• meta-analysis
• clinical trials
• systematic reviews

The articles by Helfenstein¹ and Newcombe² highlight the difficulties faced by clinicians in making a treatment decision for their patient when confronted by contradictory evidence. We are now faced with an ever increasing array of data of variable quality, which all need to be considered, for us to reach the best treatment decision for our patients. Systematic reviews, the cornerstone of evidence based medicine, are an important and increasingly utilised tool that use predefined objective criteria to aggregate data from trials, to provide evidence on which to base clinical decisions. However, systematic reviews have their own problems. Some, such as the finding of increased mortality with the use of intravenous albumin,³ have been controversial and heavily criticised.⁴ Dr Helfenstein highlights another problem with meta-analysis¹—that is, depending on the model chosen the interpretation of an individual trial within a meta-analysis can vary. Most clinicians, like myself, will not be familiar with the statistical techniques utilised in meta-analysis. Thus, the issues highlighted in these two articles^{1, 2} will add further to the confusion felt by many.

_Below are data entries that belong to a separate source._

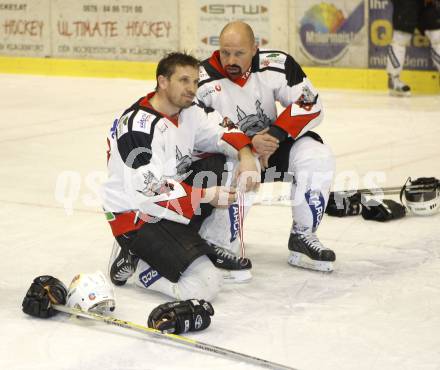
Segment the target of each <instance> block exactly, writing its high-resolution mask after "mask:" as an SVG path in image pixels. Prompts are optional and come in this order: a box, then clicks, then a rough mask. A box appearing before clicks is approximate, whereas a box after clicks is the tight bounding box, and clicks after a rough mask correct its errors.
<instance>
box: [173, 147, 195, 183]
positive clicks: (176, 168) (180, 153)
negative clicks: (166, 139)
mask: <svg viewBox="0 0 440 370" xmlns="http://www.w3.org/2000/svg"><path fill="white" fill-rule="evenodd" d="M176 163H177V164H176V169H177V174H178V175H180V176H179V179H180V181H183V180H184V179H183V178H182V175H183V174H186V171H187V170H188V168H189V166H191V163H192V160H191V153H189V155H182V152H181V151H180V150H179V148H178V147H177V146H176ZM186 177H187V176H185V178H186Z"/></svg>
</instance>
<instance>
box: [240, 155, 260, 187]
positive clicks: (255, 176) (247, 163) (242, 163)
mask: <svg viewBox="0 0 440 370" xmlns="http://www.w3.org/2000/svg"><path fill="white" fill-rule="evenodd" d="M260 182H261V171H260V169H259V168H258V166H257V161H256V158H255V156H254V155H253V154H252V152H251V151H250V149H249V150H247V151H240V163H239V166H238V172H237V183H238V184H239V190H240V191H243V192H246V191H257V190H258V187H259V186H260Z"/></svg>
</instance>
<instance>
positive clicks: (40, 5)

Given these problems, what evidence should we rely on to make a clinical decision for our patients? Should the findings of a randomised controlled trial that are contrary to the findings of a meta-analysis take priority in our decision making process? Clearly, there are no simple answers to these questions. We should certainly not go back to the days when treatment was based solely on personal anecdotal experience and disregarded good trial evidence. A rigid hierarchy on which to base a clinical decision has been proposed: in this model, case reports are at the bottom end of the scale while randomised controlled trials and systematic reviews are at the top end of the scale.⁵ However, there may be situations where the rigid application of this hierarchy is inappropriate. For example, observational studies may provide evidence that is as good, if not better, than that provided by randomised controlled trials.⁶ Certainly, this is the current situation when one is focusing on the harms caused by medicines, where randomised controlled trial evidence is singularly absent or unreliable. Similarly, poorly conducted randomised controlled trials, which are then included in a systematic review, can produce erroneous and contradictory results.⁷ By contrast, a good single randomised controlled trial can over-turn many years of conventional “wisdom” that may have been based on observational data. For example, a meta-analysis of observational studies suggested that hormone replacement therapy (HRT) was associated with a 50% reduction in the relative risk of coronary events.⁸ Conversely, the single HERS randomised controlled trial found no benefit of HRT in secondary prevention of coronary events.⁹ The findings of HERS have been supported by angiographic studies,¹⁰ and the evidence taken together, has led the American Heart Association to no longer recommend the use of HRT in secondary prevention of coronary artery disease.¹¹ Finally, it is also important to consider whether results from trials, where patient recruitment is often dependent on a long list of specific inclusion and exclusion criteria, are applicable to an individual patient in a real-world situation.¹² All these factors therefore have to be considered in making a clinical decision; thus, in my opinion, the answer to the problem highlighted by Helfenstein is not simple,¹ but crucially depends on a critical appraisal of the characteristics of the evidence that is available.